アマチュア育成の相乗効果
鈴木伸之の差し足が好調だ。昨年11月和歌山では初日特選から3連勝で、22年5月防府以来となる2年半ぶりの優勝を達成。今年は初戦のいわき平でもV発進を決めた。「最近は差しの決まり手がこれだけ付いている。それだけ差せるようになってきたということですね」。結果待ちではあるが、来期は16年前期以来となるS級復帰も見えてきた。
ここまで点数を戻してきたのには明確な要因がある。昨年4月から豊橋競輪が公式で行う競輪選手の発掘・育成プロジェクト「T―GUP」のコーチに就いたからだ。
「いいきっかけになりましたね。トレーニングを教えるには、まず自分がそれを理解しないといけない。勉強して、それを一緒にやって自分も足が付いた。それまでが甘かったんでしょうね。アマチュアを指導する反面、自分にも厳しくなった。相乗効果で、僕も10年ぶりぐらいのS級が見えてきた」
現在は鈴木と白井一機、佐々木恵理の3人がアマチュア育成に携わっている。佐々木も昨年夏場から決勝進出が増え、鈴木同様に成績を伸ばしている。

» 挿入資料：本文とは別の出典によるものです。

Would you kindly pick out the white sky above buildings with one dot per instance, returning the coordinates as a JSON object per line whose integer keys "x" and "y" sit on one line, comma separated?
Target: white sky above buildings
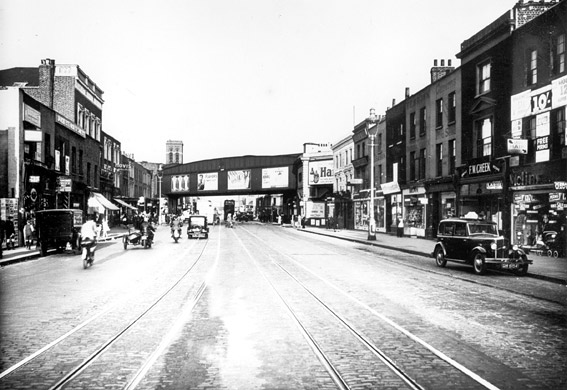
{"x": 237, "y": 77}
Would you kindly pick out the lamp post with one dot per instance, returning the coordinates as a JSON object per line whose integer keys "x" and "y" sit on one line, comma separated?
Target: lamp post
{"x": 160, "y": 175}
{"x": 371, "y": 131}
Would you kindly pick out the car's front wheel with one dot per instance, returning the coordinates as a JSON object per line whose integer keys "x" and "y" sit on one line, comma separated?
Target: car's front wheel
{"x": 523, "y": 268}
{"x": 479, "y": 264}
{"x": 440, "y": 258}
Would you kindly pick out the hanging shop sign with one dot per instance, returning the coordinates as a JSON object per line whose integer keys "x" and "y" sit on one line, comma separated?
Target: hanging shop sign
{"x": 518, "y": 146}
{"x": 556, "y": 197}
{"x": 494, "y": 185}
{"x": 480, "y": 169}
{"x": 390, "y": 187}
{"x": 32, "y": 116}
{"x": 64, "y": 184}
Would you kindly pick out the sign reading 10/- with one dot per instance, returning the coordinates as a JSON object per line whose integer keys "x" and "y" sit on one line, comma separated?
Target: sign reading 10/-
{"x": 541, "y": 102}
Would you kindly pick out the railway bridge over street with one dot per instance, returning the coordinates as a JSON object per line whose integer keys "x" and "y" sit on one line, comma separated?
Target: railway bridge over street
{"x": 231, "y": 176}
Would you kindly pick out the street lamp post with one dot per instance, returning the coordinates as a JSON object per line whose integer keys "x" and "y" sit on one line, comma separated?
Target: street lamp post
{"x": 160, "y": 175}
{"x": 371, "y": 131}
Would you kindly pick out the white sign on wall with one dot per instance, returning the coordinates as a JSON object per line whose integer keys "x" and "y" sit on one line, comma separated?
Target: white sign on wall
{"x": 208, "y": 181}
{"x": 238, "y": 180}
{"x": 321, "y": 172}
{"x": 559, "y": 92}
{"x": 275, "y": 177}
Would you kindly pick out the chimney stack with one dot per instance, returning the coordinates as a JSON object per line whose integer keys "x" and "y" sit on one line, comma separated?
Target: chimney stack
{"x": 47, "y": 81}
{"x": 438, "y": 72}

「T―GUPはこれまでガールズケイリン育成プロジェクトだったが、去年から、豊橋グランプリレーサー育成プロジェクトに名前を変えて、男女ともに育成することになった。養成所合格者もいい感じで増えているし、未来のスターを育成したい」
第2の深谷知広を発掘するのが、鈴木の目標だ。賞金も上がり、競輪選手は夢のある職業になった。最後に「またT―GUPのメンバーを募集しているので、豊橋競輪場のHPを見てくれるとうれしいですね」とPRも忘れなかった。